One of the things that is supposed to make things like wind and solar viable is storage, something many proponents of clean energy have been faithfully ignoring. Some have been saying that all we need are more lithium-ion battery cells to make the storage batteries needed. The only problem is that there isn’t enough lithium available to do that and have enough available for lithium-ion batteries in items like smart phones, laptops, tablets, hybrid or electric cars.

If they want clean energy, then molten salt reactors are the way to go. Using thorium as its main fuel, much of the existing expended fuel from existing nuclear plants can be ‘burned’, eliminating the problems associated with long-lived radio-isotopes, the big one being safe disposal.

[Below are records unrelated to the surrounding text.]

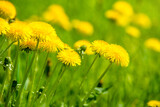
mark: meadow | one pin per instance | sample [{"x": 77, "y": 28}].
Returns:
[{"x": 131, "y": 60}]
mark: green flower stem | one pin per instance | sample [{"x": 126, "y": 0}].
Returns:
[
  {"x": 26, "y": 75},
  {"x": 47, "y": 83},
  {"x": 85, "y": 76},
  {"x": 52, "y": 92},
  {"x": 3, "y": 84},
  {"x": 32, "y": 82},
  {"x": 2, "y": 41},
  {"x": 6, "y": 48},
  {"x": 13, "y": 73},
  {"x": 102, "y": 75}
]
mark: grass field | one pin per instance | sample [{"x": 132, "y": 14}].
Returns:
[{"x": 131, "y": 86}]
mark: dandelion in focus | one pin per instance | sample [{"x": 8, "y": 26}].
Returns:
[
  {"x": 85, "y": 43},
  {"x": 69, "y": 57},
  {"x": 142, "y": 20},
  {"x": 153, "y": 103},
  {"x": 99, "y": 46},
  {"x": 83, "y": 27},
  {"x": 56, "y": 14},
  {"x": 153, "y": 44},
  {"x": 7, "y": 10},
  {"x": 42, "y": 31},
  {"x": 19, "y": 31},
  {"x": 117, "y": 54},
  {"x": 133, "y": 31},
  {"x": 4, "y": 26}
]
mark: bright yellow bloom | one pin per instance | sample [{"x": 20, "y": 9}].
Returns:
[
  {"x": 99, "y": 46},
  {"x": 117, "y": 54},
  {"x": 112, "y": 14},
  {"x": 153, "y": 43},
  {"x": 83, "y": 27},
  {"x": 69, "y": 57},
  {"x": 42, "y": 31},
  {"x": 28, "y": 44},
  {"x": 153, "y": 103},
  {"x": 123, "y": 8},
  {"x": 19, "y": 30},
  {"x": 133, "y": 31},
  {"x": 7, "y": 10},
  {"x": 86, "y": 43},
  {"x": 4, "y": 26},
  {"x": 56, "y": 14},
  {"x": 142, "y": 20}
]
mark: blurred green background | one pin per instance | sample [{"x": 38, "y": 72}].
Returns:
[{"x": 133, "y": 86}]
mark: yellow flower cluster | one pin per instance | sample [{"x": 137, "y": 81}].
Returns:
[
  {"x": 69, "y": 57},
  {"x": 132, "y": 31},
  {"x": 114, "y": 53},
  {"x": 153, "y": 44},
  {"x": 56, "y": 14},
  {"x": 83, "y": 27},
  {"x": 7, "y": 10},
  {"x": 153, "y": 103},
  {"x": 4, "y": 26},
  {"x": 85, "y": 43}
]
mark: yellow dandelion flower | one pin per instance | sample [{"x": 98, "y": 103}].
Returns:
[
  {"x": 153, "y": 43},
  {"x": 153, "y": 103},
  {"x": 133, "y": 31},
  {"x": 42, "y": 31},
  {"x": 86, "y": 43},
  {"x": 123, "y": 8},
  {"x": 99, "y": 46},
  {"x": 83, "y": 27},
  {"x": 19, "y": 30},
  {"x": 117, "y": 54},
  {"x": 69, "y": 57},
  {"x": 56, "y": 14},
  {"x": 4, "y": 26},
  {"x": 7, "y": 10},
  {"x": 142, "y": 20},
  {"x": 112, "y": 14},
  {"x": 28, "y": 44}
]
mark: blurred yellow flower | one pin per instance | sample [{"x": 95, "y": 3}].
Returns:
[
  {"x": 99, "y": 46},
  {"x": 117, "y": 54},
  {"x": 69, "y": 57},
  {"x": 123, "y": 8},
  {"x": 86, "y": 43},
  {"x": 153, "y": 43},
  {"x": 42, "y": 31},
  {"x": 19, "y": 30},
  {"x": 142, "y": 20},
  {"x": 4, "y": 26},
  {"x": 153, "y": 103},
  {"x": 7, "y": 10},
  {"x": 56, "y": 14},
  {"x": 133, "y": 31},
  {"x": 83, "y": 27}
]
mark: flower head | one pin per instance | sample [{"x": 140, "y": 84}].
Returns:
[
  {"x": 117, "y": 54},
  {"x": 153, "y": 43},
  {"x": 19, "y": 30},
  {"x": 153, "y": 103},
  {"x": 83, "y": 27},
  {"x": 86, "y": 43},
  {"x": 69, "y": 57},
  {"x": 4, "y": 26},
  {"x": 133, "y": 31},
  {"x": 7, "y": 10},
  {"x": 142, "y": 20},
  {"x": 42, "y": 31},
  {"x": 56, "y": 14},
  {"x": 99, "y": 46}
]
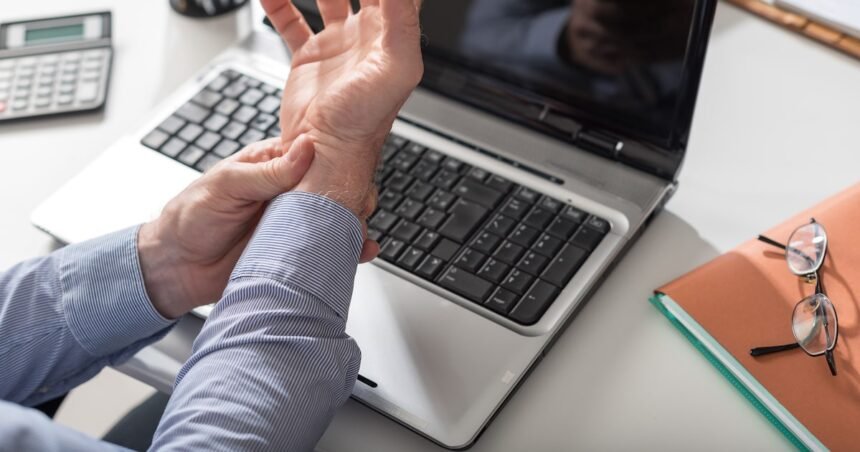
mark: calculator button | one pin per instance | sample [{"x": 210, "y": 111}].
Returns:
[{"x": 87, "y": 92}]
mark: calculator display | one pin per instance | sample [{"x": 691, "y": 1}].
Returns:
[{"x": 54, "y": 34}]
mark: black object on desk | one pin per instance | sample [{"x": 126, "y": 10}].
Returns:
[
  {"x": 205, "y": 8},
  {"x": 56, "y": 65}
]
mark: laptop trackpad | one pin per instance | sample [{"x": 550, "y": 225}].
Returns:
[{"x": 439, "y": 367}]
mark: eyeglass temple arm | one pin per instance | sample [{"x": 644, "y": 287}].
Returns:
[
  {"x": 759, "y": 351},
  {"x": 771, "y": 241}
]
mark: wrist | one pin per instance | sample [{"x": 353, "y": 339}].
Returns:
[{"x": 160, "y": 269}]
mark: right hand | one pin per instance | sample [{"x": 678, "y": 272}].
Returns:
[{"x": 346, "y": 85}]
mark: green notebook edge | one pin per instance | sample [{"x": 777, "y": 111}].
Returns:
[{"x": 737, "y": 375}]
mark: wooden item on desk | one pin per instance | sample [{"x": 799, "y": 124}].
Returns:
[
  {"x": 803, "y": 25},
  {"x": 745, "y": 298}
]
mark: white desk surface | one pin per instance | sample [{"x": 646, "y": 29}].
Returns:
[{"x": 775, "y": 131}]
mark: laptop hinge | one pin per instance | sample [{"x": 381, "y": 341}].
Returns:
[{"x": 594, "y": 140}]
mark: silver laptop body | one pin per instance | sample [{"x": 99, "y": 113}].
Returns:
[{"x": 436, "y": 362}]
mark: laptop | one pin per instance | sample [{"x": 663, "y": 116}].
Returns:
[{"x": 542, "y": 140}]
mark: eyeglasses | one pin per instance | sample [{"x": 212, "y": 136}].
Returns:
[{"x": 814, "y": 322}]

If fusion is ever perfected, then clean energy becomes the rule rather than the exception.


Apparently the L.A. Times has a real problem with those of us working from home wearing sweatpants while we do so.

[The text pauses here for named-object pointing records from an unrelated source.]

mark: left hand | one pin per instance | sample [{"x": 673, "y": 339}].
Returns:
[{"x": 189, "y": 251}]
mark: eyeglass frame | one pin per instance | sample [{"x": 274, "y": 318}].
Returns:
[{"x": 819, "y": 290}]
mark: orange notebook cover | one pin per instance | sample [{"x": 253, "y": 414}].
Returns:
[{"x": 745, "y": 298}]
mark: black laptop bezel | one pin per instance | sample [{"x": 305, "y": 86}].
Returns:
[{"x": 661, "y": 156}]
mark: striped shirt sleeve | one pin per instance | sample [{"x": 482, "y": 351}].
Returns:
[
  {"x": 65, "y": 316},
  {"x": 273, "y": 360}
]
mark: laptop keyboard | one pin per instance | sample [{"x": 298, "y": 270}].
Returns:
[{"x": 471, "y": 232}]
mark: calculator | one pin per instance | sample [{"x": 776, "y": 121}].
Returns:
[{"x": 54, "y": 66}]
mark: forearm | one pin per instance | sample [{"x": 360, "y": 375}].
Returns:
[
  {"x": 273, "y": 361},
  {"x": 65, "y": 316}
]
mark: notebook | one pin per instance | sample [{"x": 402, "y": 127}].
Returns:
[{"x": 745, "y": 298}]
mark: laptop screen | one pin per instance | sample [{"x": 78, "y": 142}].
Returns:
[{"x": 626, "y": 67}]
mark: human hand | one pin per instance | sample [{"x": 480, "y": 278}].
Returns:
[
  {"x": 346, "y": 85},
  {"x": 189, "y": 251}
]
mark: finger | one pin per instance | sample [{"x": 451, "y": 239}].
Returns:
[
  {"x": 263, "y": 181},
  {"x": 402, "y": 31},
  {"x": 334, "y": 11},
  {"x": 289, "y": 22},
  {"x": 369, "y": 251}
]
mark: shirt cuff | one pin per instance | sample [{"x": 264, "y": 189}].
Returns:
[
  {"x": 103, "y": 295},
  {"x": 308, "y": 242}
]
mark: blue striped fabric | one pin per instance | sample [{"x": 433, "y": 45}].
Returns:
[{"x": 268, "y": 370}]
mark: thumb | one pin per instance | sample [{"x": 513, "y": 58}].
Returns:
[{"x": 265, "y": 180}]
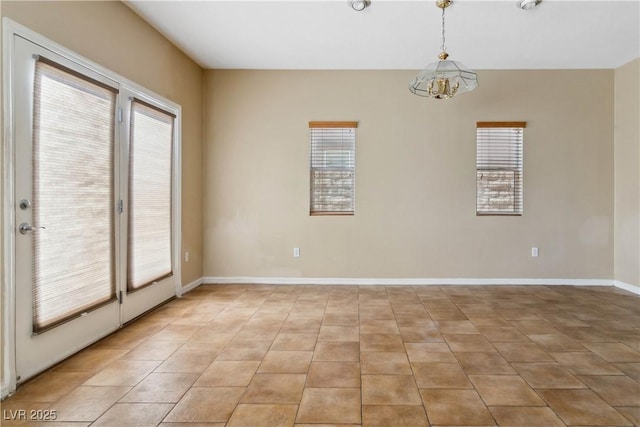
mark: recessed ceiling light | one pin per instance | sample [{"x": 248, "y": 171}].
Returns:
[
  {"x": 359, "y": 5},
  {"x": 528, "y": 4}
]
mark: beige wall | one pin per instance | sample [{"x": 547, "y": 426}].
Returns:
[
  {"x": 112, "y": 35},
  {"x": 627, "y": 173},
  {"x": 415, "y": 179}
]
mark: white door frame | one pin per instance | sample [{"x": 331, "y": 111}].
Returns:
[{"x": 10, "y": 29}]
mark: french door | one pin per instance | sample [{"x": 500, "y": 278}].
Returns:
[{"x": 93, "y": 189}]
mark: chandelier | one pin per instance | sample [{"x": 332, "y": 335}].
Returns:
[{"x": 444, "y": 79}]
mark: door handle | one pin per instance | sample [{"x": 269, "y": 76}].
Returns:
[{"x": 26, "y": 227}]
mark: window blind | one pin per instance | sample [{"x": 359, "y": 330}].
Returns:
[
  {"x": 332, "y": 166},
  {"x": 499, "y": 167},
  {"x": 150, "y": 183},
  {"x": 73, "y": 194}
]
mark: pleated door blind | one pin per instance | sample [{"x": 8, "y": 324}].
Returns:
[
  {"x": 332, "y": 167},
  {"x": 73, "y": 194},
  {"x": 499, "y": 167},
  {"x": 150, "y": 195}
]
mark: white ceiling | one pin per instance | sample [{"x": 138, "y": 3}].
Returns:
[{"x": 398, "y": 34}]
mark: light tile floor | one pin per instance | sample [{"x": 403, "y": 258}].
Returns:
[{"x": 254, "y": 355}]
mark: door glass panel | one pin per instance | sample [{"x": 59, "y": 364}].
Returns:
[
  {"x": 150, "y": 158},
  {"x": 73, "y": 195}
]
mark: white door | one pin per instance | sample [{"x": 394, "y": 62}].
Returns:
[
  {"x": 94, "y": 196},
  {"x": 65, "y": 271},
  {"x": 148, "y": 183}
]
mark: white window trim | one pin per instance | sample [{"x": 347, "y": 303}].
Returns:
[{"x": 10, "y": 29}]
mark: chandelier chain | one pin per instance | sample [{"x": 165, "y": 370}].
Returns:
[{"x": 443, "y": 47}]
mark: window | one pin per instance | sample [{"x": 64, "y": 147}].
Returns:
[
  {"x": 73, "y": 146},
  {"x": 150, "y": 183},
  {"x": 499, "y": 148},
  {"x": 333, "y": 167}
]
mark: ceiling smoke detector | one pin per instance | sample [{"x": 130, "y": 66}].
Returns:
[
  {"x": 528, "y": 4},
  {"x": 359, "y": 5}
]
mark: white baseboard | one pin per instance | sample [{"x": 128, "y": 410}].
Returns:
[
  {"x": 627, "y": 287},
  {"x": 400, "y": 281},
  {"x": 191, "y": 286}
]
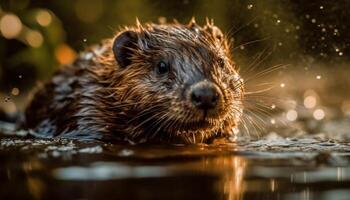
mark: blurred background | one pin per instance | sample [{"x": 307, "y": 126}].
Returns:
[{"x": 310, "y": 37}]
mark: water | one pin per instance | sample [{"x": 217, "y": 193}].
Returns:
[
  {"x": 270, "y": 168},
  {"x": 296, "y": 149},
  {"x": 297, "y": 154}
]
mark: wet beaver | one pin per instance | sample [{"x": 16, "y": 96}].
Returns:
[{"x": 158, "y": 82}]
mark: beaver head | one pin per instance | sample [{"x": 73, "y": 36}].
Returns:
[{"x": 175, "y": 82}]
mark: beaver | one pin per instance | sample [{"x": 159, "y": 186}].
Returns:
[{"x": 167, "y": 82}]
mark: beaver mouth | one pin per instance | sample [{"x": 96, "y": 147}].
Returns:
[{"x": 193, "y": 125}]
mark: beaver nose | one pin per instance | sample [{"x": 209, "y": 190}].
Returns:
[{"x": 204, "y": 96}]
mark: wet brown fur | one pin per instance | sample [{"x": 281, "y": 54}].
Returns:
[{"x": 94, "y": 98}]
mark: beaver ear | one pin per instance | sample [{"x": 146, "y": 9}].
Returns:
[{"x": 123, "y": 47}]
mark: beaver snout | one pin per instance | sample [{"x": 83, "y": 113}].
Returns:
[{"x": 205, "y": 95}]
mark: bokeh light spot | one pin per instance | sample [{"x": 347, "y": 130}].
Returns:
[
  {"x": 34, "y": 38},
  {"x": 319, "y": 114},
  {"x": 10, "y": 26},
  {"x": 44, "y": 18},
  {"x": 310, "y": 102},
  {"x": 64, "y": 54}
]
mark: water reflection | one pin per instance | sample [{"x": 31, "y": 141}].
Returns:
[{"x": 78, "y": 170}]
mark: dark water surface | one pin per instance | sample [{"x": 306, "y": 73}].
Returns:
[
  {"x": 303, "y": 153},
  {"x": 270, "y": 168}
]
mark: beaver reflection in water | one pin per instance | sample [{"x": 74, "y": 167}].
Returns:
[{"x": 154, "y": 83}]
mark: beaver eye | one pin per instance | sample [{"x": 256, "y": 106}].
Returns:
[{"x": 163, "y": 67}]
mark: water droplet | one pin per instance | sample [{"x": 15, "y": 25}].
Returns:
[
  {"x": 273, "y": 121},
  {"x": 15, "y": 91},
  {"x": 292, "y": 115}
]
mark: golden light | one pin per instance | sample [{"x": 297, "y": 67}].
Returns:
[
  {"x": 44, "y": 18},
  {"x": 15, "y": 91},
  {"x": 345, "y": 107},
  {"x": 273, "y": 121},
  {"x": 319, "y": 114},
  {"x": 64, "y": 54},
  {"x": 292, "y": 115},
  {"x": 10, "y": 26},
  {"x": 34, "y": 38},
  {"x": 88, "y": 11},
  {"x": 310, "y": 102}
]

So they’re pitching a fit over work-from-home fashion? I don’t know about you, but does it really make difference? I can see being dressed nicely, at least from the waist up should a video conference take place. But from the waist down? Nope. Sweats are good enough for me and millions of others.


Claims about on oncoming “megadrought” that will affect the American Southwest that is being caused by global warming is “all wet” according to Anthony Watts.

The media this week are hyping a new study claiming global warming is causing a new megadrought in the American Southwest. In reality, the recent drought in the American Southwest is nothing new when you look at historical data.


Is the USA in a “megadrought”? Looking at April 14th 2020 data from the United States Drought Monitor, it sure doesn’t seem so. While there are indications of some drought in the USA Southwest, there seem to be equally large areas that have no drought conditions at all. And, just one year ago, there were no indications of drought in the southwest USA whatsoever. This might be why Stahle only used data through 2018, because the “no drought” year of 2019 didn’t support the claims of “megadrought”. Cherry picking anyone?

This “megadrought” is beginning to sound more like wishful thinking to sell the narrative of climate change.


One thing I find I have to circle back to is the difference in the number of Covid-19 cases in different states. While watching the morning news our local TV station listed the total number of cases in New Hampshire and neighboring Massachusetts. The differences are staggering.

First, let’s compare the population of both states. New Hampshire’s population is about 1.3 million. The population of Massachusetts is about 6.9 million, a little over 5 times that of New Hampshire.

Second, let’s look at the area and population density of both states. New Hampshire has a land area of 8,969 square miles with a population density of 145 people/square mile. Massachusetts has a land area of 7,838 square miles with a population density of 880 people/square mile, or 6 times that of New Hampshire.

Third,let us now compare the number of Covid-19 cases in both states. New Hampshire has reported 1,342 cases with 38 deaths. Massachusetts has reported 36,372 cases with 1,560 deaths. With 5 times the population of New Hampshire, Massachusetts has 27 the times the number of cases and 41 times the number of fatalities.

While population density certainly has an effect on the number of cases, one would think it would be proportional, but that hasn’t proved to be so, at least at first glance. If we break down the number of cases by county, you’d find the less densely populated counties in Massachusetts (primarily those in Western Massachusetts) have far fewer cases per capita than the more thickly settled suburban and urban counties. That’s something you’ll find in every state.

The point of all of this?

Maybe it’s time to back off on the restrictions placed on the residents in the more rural counties across the nation because they really don’t live under the same conditions as those in the more heavily populated counties.


And that’s the news from Lake Winnipesaukee, where tree pollen has been flying, more boats are appearing on the lake every day, and where people hope things will be opened up in time for summer.